# concorde tower JLT & satellite



## hado34 (Jun 12, 2013)

Dear
Is someone living in concorde tower and is using a satellite receiver to get free to air channels
I need help and advice on which device and which package i can get from this building

thanks


----------



## sammylou (Oct 29, 2012)

you could swing by and ask the management if there is a central satellite for the building in which case you can subscribe to OSN's service directly.

if not, you will not have a choice as to the provider, it will be du or etisalat and it will be fixed to one.

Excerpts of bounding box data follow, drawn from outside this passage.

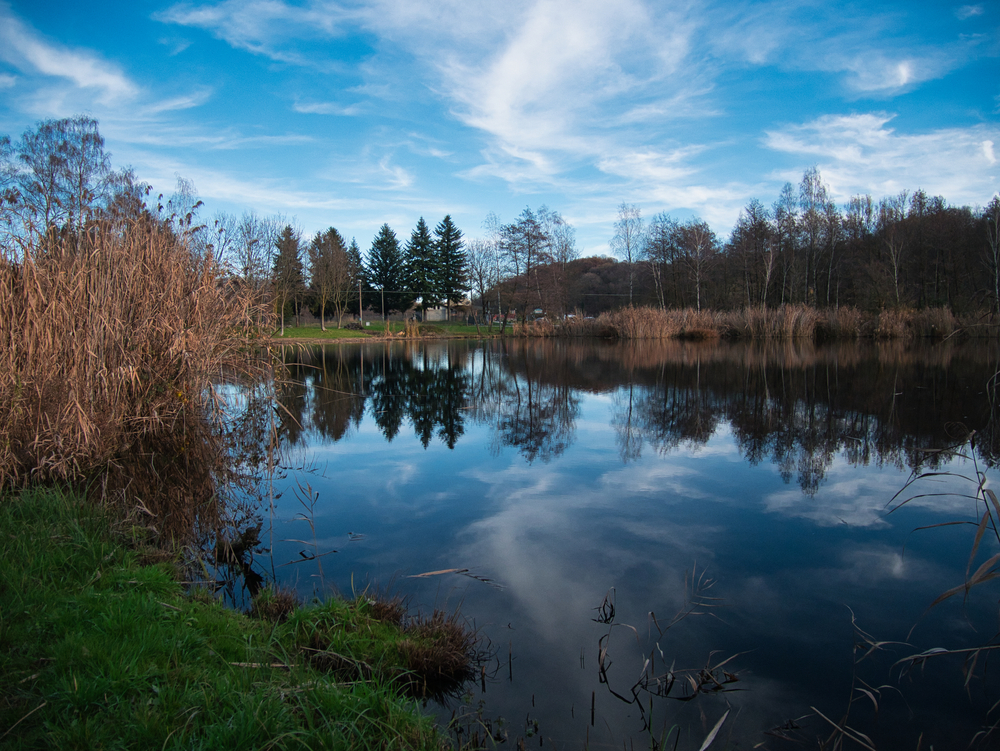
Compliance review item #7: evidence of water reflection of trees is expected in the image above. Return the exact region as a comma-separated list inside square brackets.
[277, 343, 470, 448]
[277, 340, 1000, 493]
[474, 339, 580, 462]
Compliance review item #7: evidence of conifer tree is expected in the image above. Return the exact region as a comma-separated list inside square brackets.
[367, 224, 412, 320]
[406, 217, 442, 314]
[271, 224, 306, 336]
[434, 215, 469, 318]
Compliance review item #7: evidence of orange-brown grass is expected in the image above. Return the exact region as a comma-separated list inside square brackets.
[816, 307, 864, 339]
[866, 309, 913, 339]
[0, 215, 264, 531]
[595, 307, 721, 339]
[912, 307, 958, 339]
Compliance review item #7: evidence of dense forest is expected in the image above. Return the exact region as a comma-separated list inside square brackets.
[0, 117, 1000, 327]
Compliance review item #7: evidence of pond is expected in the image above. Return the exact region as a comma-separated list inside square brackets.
[229, 340, 1000, 749]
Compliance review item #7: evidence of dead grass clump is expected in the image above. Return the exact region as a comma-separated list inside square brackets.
[250, 585, 299, 623]
[596, 307, 680, 339]
[368, 595, 406, 625]
[868, 310, 913, 339]
[0, 212, 265, 531]
[398, 610, 477, 696]
[911, 307, 958, 339]
[816, 307, 864, 340]
[716, 305, 820, 339]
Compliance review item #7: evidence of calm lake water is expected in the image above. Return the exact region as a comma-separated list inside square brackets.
[229, 340, 1000, 749]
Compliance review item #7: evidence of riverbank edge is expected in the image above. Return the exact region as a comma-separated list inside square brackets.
[268, 305, 1000, 345]
[0, 488, 460, 751]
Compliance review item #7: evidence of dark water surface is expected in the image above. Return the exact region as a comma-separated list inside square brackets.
[242, 340, 1000, 749]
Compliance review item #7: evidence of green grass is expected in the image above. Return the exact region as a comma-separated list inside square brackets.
[0, 490, 458, 751]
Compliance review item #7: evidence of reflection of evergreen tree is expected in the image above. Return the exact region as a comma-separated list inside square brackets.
[368, 349, 413, 443]
[310, 347, 365, 441]
[262, 340, 1000, 494]
[274, 350, 315, 446]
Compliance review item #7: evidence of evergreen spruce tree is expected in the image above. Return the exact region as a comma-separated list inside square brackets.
[271, 224, 306, 336]
[434, 214, 469, 319]
[406, 217, 441, 314]
[367, 224, 413, 320]
[347, 237, 368, 316]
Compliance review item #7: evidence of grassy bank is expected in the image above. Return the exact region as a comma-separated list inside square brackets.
[0, 490, 472, 751]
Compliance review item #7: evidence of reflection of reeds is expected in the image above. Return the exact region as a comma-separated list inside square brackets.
[0, 209, 263, 527]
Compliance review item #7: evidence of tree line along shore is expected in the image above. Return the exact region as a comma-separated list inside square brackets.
[0, 117, 1000, 748]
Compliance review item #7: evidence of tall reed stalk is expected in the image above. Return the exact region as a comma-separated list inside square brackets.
[0, 213, 267, 532]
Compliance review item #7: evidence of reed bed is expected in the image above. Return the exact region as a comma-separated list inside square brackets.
[0, 214, 268, 528]
[556, 304, 1000, 341]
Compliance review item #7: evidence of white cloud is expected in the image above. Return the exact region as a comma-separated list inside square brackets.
[153, 0, 356, 66]
[292, 102, 362, 117]
[955, 5, 985, 21]
[983, 141, 997, 166]
[765, 113, 1000, 205]
[820, 50, 960, 94]
[0, 4, 139, 102]
[144, 87, 212, 115]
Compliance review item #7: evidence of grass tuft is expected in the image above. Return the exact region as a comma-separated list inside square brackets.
[0, 489, 454, 751]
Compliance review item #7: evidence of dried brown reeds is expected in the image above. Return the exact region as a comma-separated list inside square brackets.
[816, 307, 864, 340]
[0, 213, 266, 528]
[560, 304, 980, 341]
[595, 307, 724, 340]
[726, 305, 819, 339]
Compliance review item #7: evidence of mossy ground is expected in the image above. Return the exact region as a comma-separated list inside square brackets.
[0, 490, 472, 751]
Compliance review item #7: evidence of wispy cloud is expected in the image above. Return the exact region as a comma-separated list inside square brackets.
[955, 5, 986, 21]
[765, 113, 1000, 204]
[144, 86, 212, 115]
[819, 50, 962, 94]
[292, 102, 363, 117]
[153, 0, 356, 66]
[0, 3, 139, 102]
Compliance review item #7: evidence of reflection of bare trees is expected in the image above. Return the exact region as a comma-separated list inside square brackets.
[472, 339, 580, 462]
[266, 339, 1000, 494]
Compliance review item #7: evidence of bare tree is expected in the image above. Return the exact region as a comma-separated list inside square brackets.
[229, 211, 281, 292]
[772, 183, 799, 305]
[465, 237, 499, 328]
[611, 202, 643, 306]
[798, 167, 828, 303]
[538, 206, 578, 318]
[0, 116, 114, 248]
[730, 198, 777, 306]
[271, 224, 305, 336]
[878, 190, 908, 308]
[678, 218, 718, 310]
[643, 211, 680, 310]
[306, 227, 355, 331]
[983, 195, 1000, 315]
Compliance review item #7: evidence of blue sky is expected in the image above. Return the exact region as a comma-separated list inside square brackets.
[0, 0, 1000, 255]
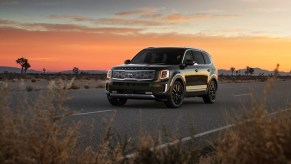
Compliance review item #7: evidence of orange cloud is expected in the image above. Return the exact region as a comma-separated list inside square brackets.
[115, 8, 156, 16]
[0, 28, 291, 72]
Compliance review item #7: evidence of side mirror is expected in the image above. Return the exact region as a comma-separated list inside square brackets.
[186, 60, 194, 65]
[124, 60, 130, 64]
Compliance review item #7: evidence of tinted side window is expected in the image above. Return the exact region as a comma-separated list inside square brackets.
[203, 53, 211, 64]
[193, 51, 205, 64]
[184, 51, 194, 63]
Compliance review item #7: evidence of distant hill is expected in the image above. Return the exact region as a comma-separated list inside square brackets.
[0, 66, 42, 73]
[0, 66, 107, 74]
[0, 66, 291, 76]
[57, 70, 107, 74]
[218, 68, 291, 76]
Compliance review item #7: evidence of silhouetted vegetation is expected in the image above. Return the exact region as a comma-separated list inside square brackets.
[73, 67, 79, 75]
[230, 67, 235, 76]
[16, 57, 31, 74]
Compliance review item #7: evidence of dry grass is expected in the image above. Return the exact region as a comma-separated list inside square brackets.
[214, 79, 291, 164]
[0, 77, 291, 164]
[0, 82, 78, 163]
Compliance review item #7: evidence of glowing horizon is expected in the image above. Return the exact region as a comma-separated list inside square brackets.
[0, 0, 291, 72]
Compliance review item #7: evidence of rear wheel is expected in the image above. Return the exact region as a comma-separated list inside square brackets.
[165, 81, 184, 108]
[203, 80, 217, 104]
[107, 95, 127, 106]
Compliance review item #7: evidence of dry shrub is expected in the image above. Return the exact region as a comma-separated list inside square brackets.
[68, 83, 80, 89]
[0, 82, 78, 163]
[25, 85, 33, 92]
[216, 79, 291, 163]
[96, 80, 106, 88]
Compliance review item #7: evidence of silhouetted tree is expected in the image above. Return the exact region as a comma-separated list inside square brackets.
[245, 66, 250, 76]
[73, 67, 79, 75]
[16, 57, 31, 74]
[248, 67, 255, 76]
[235, 71, 238, 76]
[274, 64, 280, 77]
[230, 67, 235, 76]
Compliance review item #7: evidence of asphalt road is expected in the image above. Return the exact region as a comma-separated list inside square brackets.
[66, 80, 291, 146]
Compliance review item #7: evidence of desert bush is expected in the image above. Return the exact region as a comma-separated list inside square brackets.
[0, 83, 78, 163]
[84, 84, 90, 89]
[0, 77, 291, 164]
[215, 79, 291, 163]
[96, 80, 106, 88]
[25, 85, 33, 92]
[68, 83, 80, 89]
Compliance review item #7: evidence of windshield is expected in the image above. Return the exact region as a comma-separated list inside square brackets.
[130, 48, 185, 65]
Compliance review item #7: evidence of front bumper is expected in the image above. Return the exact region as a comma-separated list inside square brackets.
[106, 80, 169, 100]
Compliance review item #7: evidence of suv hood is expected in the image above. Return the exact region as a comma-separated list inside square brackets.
[112, 64, 178, 70]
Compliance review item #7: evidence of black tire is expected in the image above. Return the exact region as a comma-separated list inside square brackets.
[203, 80, 217, 104]
[165, 81, 185, 108]
[107, 95, 127, 106]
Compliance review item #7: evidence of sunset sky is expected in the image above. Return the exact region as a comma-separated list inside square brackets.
[0, 0, 291, 72]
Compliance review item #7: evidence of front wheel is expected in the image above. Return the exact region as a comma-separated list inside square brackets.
[107, 95, 127, 106]
[203, 80, 217, 104]
[165, 81, 184, 108]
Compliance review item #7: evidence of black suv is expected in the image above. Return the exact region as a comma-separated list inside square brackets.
[106, 47, 218, 108]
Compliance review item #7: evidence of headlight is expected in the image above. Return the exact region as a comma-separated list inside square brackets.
[107, 70, 112, 79]
[160, 70, 170, 80]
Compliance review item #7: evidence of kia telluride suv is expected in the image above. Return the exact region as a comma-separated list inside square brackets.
[106, 47, 218, 108]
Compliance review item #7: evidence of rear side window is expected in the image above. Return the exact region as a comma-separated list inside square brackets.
[184, 51, 194, 63]
[193, 51, 205, 64]
[203, 53, 211, 64]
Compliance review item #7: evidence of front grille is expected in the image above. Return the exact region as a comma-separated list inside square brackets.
[112, 70, 155, 80]
[113, 82, 149, 87]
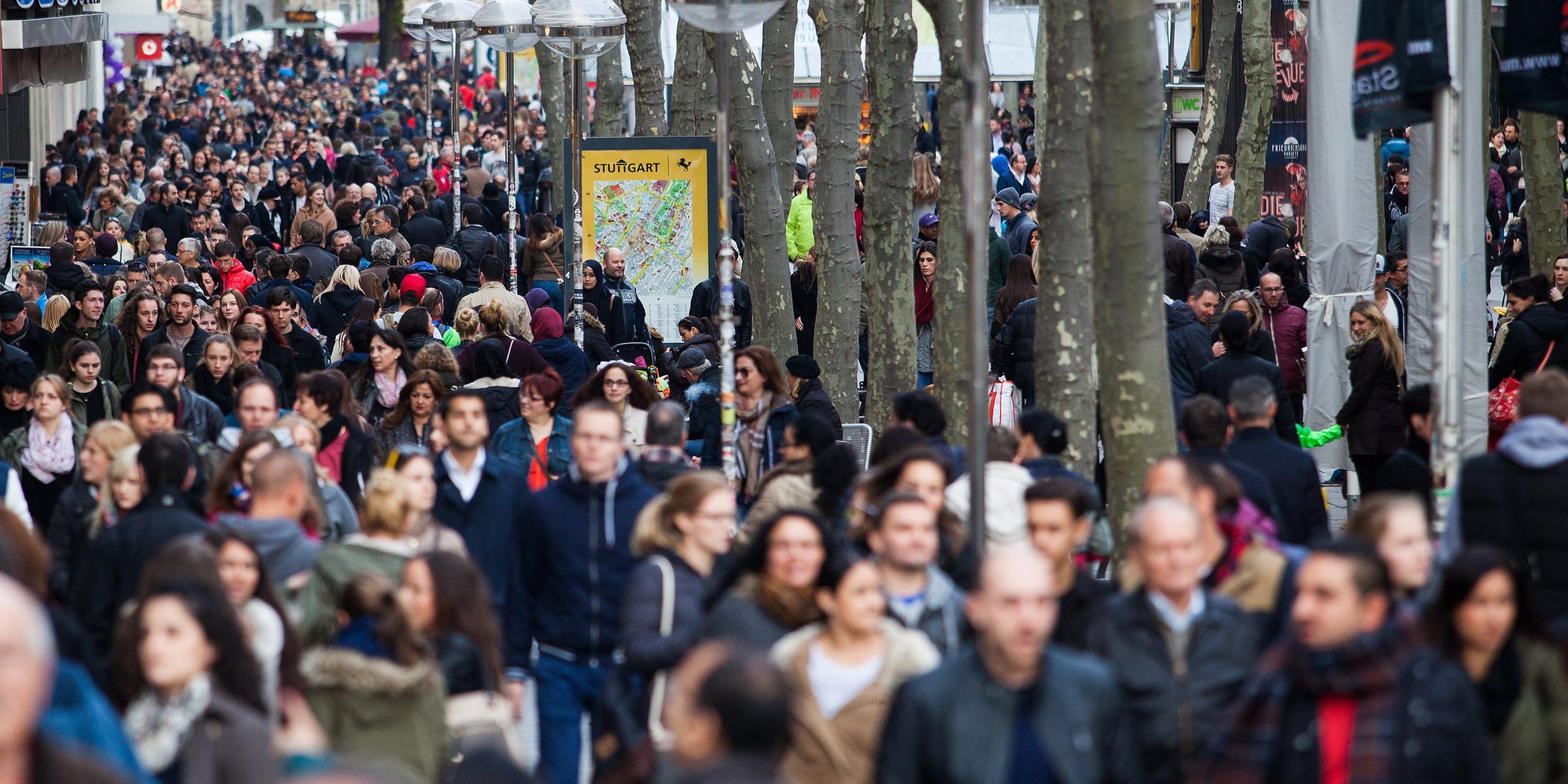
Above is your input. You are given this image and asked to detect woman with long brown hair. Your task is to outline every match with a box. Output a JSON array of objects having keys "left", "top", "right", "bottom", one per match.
[{"left": 1335, "top": 300, "right": 1405, "bottom": 496}]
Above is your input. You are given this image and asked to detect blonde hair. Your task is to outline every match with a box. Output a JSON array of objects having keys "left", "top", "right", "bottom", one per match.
[
  {"left": 39, "top": 295, "right": 71, "bottom": 332},
  {"left": 88, "top": 448, "right": 141, "bottom": 541},
  {"left": 359, "top": 469, "right": 408, "bottom": 536},
  {"left": 632, "top": 470, "right": 729, "bottom": 557},
  {"left": 1350, "top": 300, "right": 1405, "bottom": 375}
]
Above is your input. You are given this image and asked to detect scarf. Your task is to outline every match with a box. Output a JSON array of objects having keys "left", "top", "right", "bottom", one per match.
[
  {"left": 914, "top": 271, "right": 936, "bottom": 324},
  {"left": 125, "top": 672, "right": 212, "bottom": 774},
  {"left": 735, "top": 392, "right": 787, "bottom": 499},
  {"left": 21, "top": 417, "right": 77, "bottom": 484},
  {"left": 370, "top": 367, "right": 408, "bottom": 408},
  {"left": 737, "top": 575, "right": 821, "bottom": 630},
  {"left": 1345, "top": 332, "right": 1372, "bottom": 362},
  {"left": 1193, "top": 621, "right": 1414, "bottom": 784}
]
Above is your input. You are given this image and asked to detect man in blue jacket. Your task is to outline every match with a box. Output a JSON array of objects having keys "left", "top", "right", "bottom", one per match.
[
  {"left": 431, "top": 389, "right": 530, "bottom": 701},
  {"left": 520, "top": 402, "right": 656, "bottom": 781}
]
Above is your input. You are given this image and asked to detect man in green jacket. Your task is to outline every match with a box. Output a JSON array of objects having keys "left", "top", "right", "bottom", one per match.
[
  {"left": 784, "top": 171, "right": 817, "bottom": 261},
  {"left": 44, "top": 280, "right": 130, "bottom": 386}
]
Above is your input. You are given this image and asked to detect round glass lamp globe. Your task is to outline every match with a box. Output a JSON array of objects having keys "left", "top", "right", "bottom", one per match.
[
  {"left": 533, "top": 0, "right": 625, "bottom": 60},
  {"left": 425, "top": 0, "right": 480, "bottom": 42},
  {"left": 473, "top": 0, "right": 539, "bottom": 52},
  {"left": 669, "top": 0, "right": 786, "bottom": 33},
  {"left": 403, "top": 3, "right": 429, "bottom": 42}
]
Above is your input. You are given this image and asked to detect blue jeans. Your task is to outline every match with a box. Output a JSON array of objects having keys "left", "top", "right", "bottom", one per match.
[
  {"left": 523, "top": 280, "right": 566, "bottom": 318},
  {"left": 533, "top": 654, "right": 610, "bottom": 784}
]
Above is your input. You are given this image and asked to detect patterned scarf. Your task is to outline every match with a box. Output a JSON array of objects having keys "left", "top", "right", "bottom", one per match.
[
  {"left": 125, "top": 672, "right": 212, "bottom": 774},
  {"left": 21, "top": 417, "right": 77, "bottom": 484},
  {"left": 1193, "top": 621, "right": 1414, "bottom": 784},
  {"left": 371, "top": 367, "right": 408, "bottom": 408}
]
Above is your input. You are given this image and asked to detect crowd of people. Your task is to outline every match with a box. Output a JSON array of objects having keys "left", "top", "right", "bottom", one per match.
[{"left": 0, "top": 19, "right": 1568, "bottom": 784}]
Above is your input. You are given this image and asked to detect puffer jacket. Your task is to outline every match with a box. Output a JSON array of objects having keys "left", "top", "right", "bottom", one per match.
[
  {"left": 1088, "top": 588, "right": 1259, "bottom": 784},
  {"left": 300, "top": 648, "right": 449, "bottom": 784},
  {"left": 1259, "top": 296, "right": 1306, "bottom": 395},
  {"left": 991, "top": 300, "right": 1040, "bottom": 389},
  {"left": 771, "top": 619, "right": 941, "bottom": 784}
]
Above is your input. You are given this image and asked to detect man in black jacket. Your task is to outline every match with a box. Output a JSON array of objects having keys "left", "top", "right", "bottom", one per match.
[
  {"left": 876, "top": 547, "right": 1142, "bottom": 784},
  {"left": 687, "top": 247, "right": 751, "bottom": 351},
  {"left": 1225, "top": 376, "right": 1323, "bottom": 544},
  {"left": 44, "top": 163, "right": 88, "bottom": 226},
  {"left": 0, "top": 292, "right": 50, "bottom": 367},
  {"left": 1198, "top": 311, "right": 1298, "bottom": 442},
  {"left": 398, "top": 193, "right": 447, "bottom": 248},
  {"left": 1088, "top": 499, "right": 1259, "bottom": 784},
  {"left": 74, "top": 426, "right": 207, "bottom": 653}
]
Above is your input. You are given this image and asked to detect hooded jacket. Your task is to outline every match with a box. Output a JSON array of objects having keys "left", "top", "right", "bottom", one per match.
[
  {"left": 1444, "top": 416, "right": 1568, "bottom": 619},
  {"left": 300, "top": 646, "right": 450, "bottom": 784},
  {"left": 771, "top": 619, "right": 941, "bottom": 782},
  {"left": 39, "top": 304, "right": 130, "bottom": 386},
  {"left": 517, "top": 457, "right": 656, "bottom": 660},
  {"left": 1166, "top": 301, "right": 1213, "bottom": 411},
  {"left": 1259, "top": 296, "right": 1306, "bottom": 395}
]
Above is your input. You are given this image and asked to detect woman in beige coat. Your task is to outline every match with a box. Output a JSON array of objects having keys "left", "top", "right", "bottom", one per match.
[{"left": 773, "top": 558, "right": 941, "bottom": 784}]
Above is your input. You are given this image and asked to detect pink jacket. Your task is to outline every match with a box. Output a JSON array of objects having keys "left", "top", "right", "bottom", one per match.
[{"left": 1257, "top": 295, "right": 1306, "bottom": 395}]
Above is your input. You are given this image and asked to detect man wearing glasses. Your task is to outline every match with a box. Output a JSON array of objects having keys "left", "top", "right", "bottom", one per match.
[{"left": 1257, "top": 273, "right": 1306, "bottom": 423}]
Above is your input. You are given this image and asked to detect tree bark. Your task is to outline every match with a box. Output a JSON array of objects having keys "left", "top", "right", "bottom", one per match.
[
  {"left": 762, "top": 0, "right": 800, "bottom": 212},
  {"left": 1234, "top": 0, "right": 1273, "bottom": 230},
  {"left": 669, "top": 22, "right": 723, "bottom": 137},
  {"left": 376, "top": 0, "right": 403, "bottom": 71},
  {"left": 1519, "top": 112, "right": 1568, "bottom": 277},
  {"left": 704, "top": 34, "right": 795, "bottom": 358},
  {"left": 1091, "top": 0, "right": 1176, "bottom": 554},
  {"left": 762, "top": 0, "right": 800, "bottom": 212},
  {"left": 809, "top": 0, "right": 871, "bottom": 422},
  {"left": 621, "top": 0, "right": 669, "bottom": 136},
  {"left": 593, "top": 39, "right": 625, "bottom": 138},
  {"left": 864, "top": 0, "right": 915, "bottom": 429},
  {"left": 1181, "top": 0, "right": 1236, "bottom": 212},
  {"left": 1035, "top": 0, "right": 1098, "bottom": 476},
  {"left": 533, "top": 45, "right": 572, "bottom": 210},
  {"left": 920, "top": 0, "right": 978, "bottom": 442}
]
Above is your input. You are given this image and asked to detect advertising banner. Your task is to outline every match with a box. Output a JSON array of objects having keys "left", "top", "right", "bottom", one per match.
[
  {"left": 1262, "top": 0, "right": 1307, "bottom": 237},
  {"left": 580, "top": 136, "right": 718, "bottom": 340}
]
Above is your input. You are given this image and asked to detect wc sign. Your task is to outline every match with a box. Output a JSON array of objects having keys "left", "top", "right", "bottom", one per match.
[{"left": 136, "top": 34, "right": 163, "bottom": 60}]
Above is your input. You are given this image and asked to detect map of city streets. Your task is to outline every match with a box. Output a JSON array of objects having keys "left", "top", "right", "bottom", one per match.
[{"left": 593, "top": 179, "right": 700, "bottom": 298}]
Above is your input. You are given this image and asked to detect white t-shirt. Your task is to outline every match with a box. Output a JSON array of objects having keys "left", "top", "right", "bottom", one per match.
[
  {"left": 806, "top": 643, "right": 883, "bottom": 718},
  {"left": 1209, "top": 180, "right": 1245, "bottom": 221}
]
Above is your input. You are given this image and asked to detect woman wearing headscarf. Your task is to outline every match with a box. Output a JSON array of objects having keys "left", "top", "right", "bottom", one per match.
[{"left": 533, "top": 308, "right": 588, "bottom": 419}]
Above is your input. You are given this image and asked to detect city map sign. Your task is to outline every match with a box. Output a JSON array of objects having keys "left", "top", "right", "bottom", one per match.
[{"left": 580, "top": 136, "right": 718, "bottom": 339}]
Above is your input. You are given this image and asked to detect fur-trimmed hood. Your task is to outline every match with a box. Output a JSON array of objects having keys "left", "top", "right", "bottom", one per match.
[{"left": 300, "top": 648, "right": 441, "bottom": 700}]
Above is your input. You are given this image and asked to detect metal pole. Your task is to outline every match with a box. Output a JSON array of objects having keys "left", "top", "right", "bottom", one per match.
[
  {"left": 452, "top": 37, "right": 464, "bottom": 202},
  {"left": 709, "top": 33, "right": 740, "bottom": 488},
  {"left": 561, "top": 49, "right": 586, "bottom": 347},
  {"left": 1436, "top": 0, "right": 1480, "bottom": 531},
  {"left": 507, "top": 52, "right": 522, "bottom": 293},
  {"left": 958, "top": 0, "right": 991, "bottom": 547}
]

almost all buildings will have rules against mounting your own satellite dish on the balcony.


----------



## hado34 (Jun 12, 2013)

sammylou said:


> you could swing by and ask the management if there is a central satellite for the building in which case you can subscribe to OSN's service directly.
> 
> if not, you will not have a choice as to the provider, it will be du or etisalat and it will be fixed to one.
> 
> almost all buildings will have rules against mounting your own satellite dish on the balcony.


thanks for your reply
I have a Sat connexion in the living and bedroom, I suppose that a dish is on the roof. The security guards dont have any idea of it
In this building I didnt see any dishes in balconies so it should be not allowed there.

I already have internet with DU but i didnt take the full package because of no good french channels on them


----------



## nous8080 (Oct 21, 2013)

Hello,

maintenance people told me that the sat connection is active and working. I still didn't try with a receiver for free to air channels, but i will in "near" future.
If you will try before, please let me know!


----------



## hado34 (Jun 12, 2013)

nous8080 said:


> Hello,
> 
> maintenance people told me that the sat connection is active and working. I still didn't try with a receiver for free to air channels, but i will in "near" future.
> If you will try before, please let me know!


Dear
did you try to use it?
I got a receiver but i didnt success to get any channels, if you know how to set up it please let me know

regards


----------